Multiple images per sample


(Feras) #1

I was wondering what’s the standard approach when dealing with multiple pictures per sample in order to classify it.
Im currently doing this competition: https://www.kaggle.com/c/two-sigma-connect-rental-listing-inquiries
The thing is it has both tabular and image data, each line in the table has a several images that should be used in order to classify in one of 3 cartegories.

The approach I’ve settled upon so far is just train an image network separately, that would classify images, and train a separate network for the tabular data. Then for each row, duplicate the tabular data and feed, pair with a single image and feed the pairs of X (image, table data) through the CNN input and tabular input layers respectively, generate X predictions and average them.

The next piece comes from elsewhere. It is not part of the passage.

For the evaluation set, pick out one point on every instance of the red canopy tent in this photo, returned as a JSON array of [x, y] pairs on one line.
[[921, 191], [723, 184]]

Im wondering if there are better ways to do that especially with Keras in mind, right now Keras expects a single sample per evaluation, so it’s hard to make all the metrics play nice with this approach and I have to do manual aggregation of the metrics for performance.

Thanks!


(Tait Larson) #2

How did this approach work?

I’d love to hear more about approaches to make one prediction based on several images.

I have many photos of one product and I’d like to classify that product correctly. My photos of the product don’t always have the same composition. Sometimes they might be from different angles.


(Feras) #3

It depends on exactly your problem, but if you just have an odd number of pictures per product it’s best to make multiple predictions for each item and then either do a simple average or train another shallow classifier that takes the probability outputs and makes a prediction. The stacked approach makes sense only if you have a reasonable amount of data. Otherwise simpler averaging and thresholds might make sense.